周期的(Periodic)に繰り返す「発熱(Fever)に、首のリンパ節腫脹(Adenitis)、咽頭炎(Pharyngitis)、口内炎(Aphthosis)を伴う発作」を特徴とする病気で、それぞれの頭文字をとってPFAPAとも呼ばれています。2〜3歳での発症が多く、通常は5歳までに発症します。症状は、39度以上の発熱が3~6日続くエピソードを3~8週間の周期で規則的に繰り返すことが最も特徴的で、発熱以外には、扁桃腺炎、口内炎、咽頭炎、首のリンパ節の腫れが多くみられ、腹痛、頭痛、嘔吐、下痢、関節痛などもみられる場合があります。

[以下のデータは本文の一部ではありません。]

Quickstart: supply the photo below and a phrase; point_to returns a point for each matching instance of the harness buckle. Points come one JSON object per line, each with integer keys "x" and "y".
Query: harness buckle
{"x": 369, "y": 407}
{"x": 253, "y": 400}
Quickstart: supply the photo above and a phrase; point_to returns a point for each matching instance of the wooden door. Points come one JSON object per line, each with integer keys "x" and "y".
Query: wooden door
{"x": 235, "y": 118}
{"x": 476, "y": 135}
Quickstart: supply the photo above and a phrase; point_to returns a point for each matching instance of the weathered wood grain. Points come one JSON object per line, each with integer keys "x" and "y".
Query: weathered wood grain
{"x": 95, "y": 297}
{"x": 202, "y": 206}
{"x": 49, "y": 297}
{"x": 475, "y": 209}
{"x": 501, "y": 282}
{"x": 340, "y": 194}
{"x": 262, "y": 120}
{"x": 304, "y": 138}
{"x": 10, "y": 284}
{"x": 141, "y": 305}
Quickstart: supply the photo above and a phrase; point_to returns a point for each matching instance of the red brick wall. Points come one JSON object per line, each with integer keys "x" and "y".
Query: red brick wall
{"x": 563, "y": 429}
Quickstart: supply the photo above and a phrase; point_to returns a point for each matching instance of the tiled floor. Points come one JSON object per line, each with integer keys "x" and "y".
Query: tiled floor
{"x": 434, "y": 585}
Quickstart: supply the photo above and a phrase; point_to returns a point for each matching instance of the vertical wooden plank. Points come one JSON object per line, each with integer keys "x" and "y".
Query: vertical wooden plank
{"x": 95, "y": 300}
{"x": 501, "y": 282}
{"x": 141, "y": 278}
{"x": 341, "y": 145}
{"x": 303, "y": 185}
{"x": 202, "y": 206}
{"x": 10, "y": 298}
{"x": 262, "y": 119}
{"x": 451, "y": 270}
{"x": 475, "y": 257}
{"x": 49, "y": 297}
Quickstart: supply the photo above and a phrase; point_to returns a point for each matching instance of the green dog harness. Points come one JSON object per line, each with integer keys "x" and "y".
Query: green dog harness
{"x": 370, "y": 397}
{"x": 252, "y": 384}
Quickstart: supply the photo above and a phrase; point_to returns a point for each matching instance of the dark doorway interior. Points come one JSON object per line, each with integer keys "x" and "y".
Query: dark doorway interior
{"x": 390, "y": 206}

その他の特徴としては、成長や発達が正常であること、風邪症状(鼻水、咳、めやに、など)を認めないこと、血液検査で炎症反応が上昇すること、などがあります。

発熱発作と発熱発作の間の期間は元気で、普通に活動して、全く健康に見えます。女児よりも男児で多く見られます。はっきりとした発生頻度はわかっていませんが、従来考えられていたよりもありふれた疾患と認識されつつあります。

             PFAPAの口内炎

      扁桃腺炎

原因

現時点での原因は不明です。発作中には免疫系の活性化が起こっており、これにより発熱や口の中、のどの炎症が引き起こされますが、炎症は自然に治まっていきます。炎症は細菌やウイルスなどの感染により起こるものではありません。発作と発作の間の期間には炎症所見は一切認められません。

治療

完治させる確立された治療法はありません。治療の目的は、発熱発作をコントロールすることです。ステロイドの内服が発熱発作に有効であり、発熱期間が明らかに短くなりますが、発作と発作の間隔も短くなり、次の発作の到来を早めることになる場合が多いようです。その他に胃薬として使用する薬も一定の効果がありますが、発作が完全に消失するのは1/3 程度の例とされています。また、扁桃摘出術も有効であり、特に発熱発作の頻度が非常に高く、子どもと家族の生活の質が著しく損なわれる場合には、検討することになります。多くの例で年齢とともに自然に発作の頻度が減少し、10歳台のうちには消失するようです。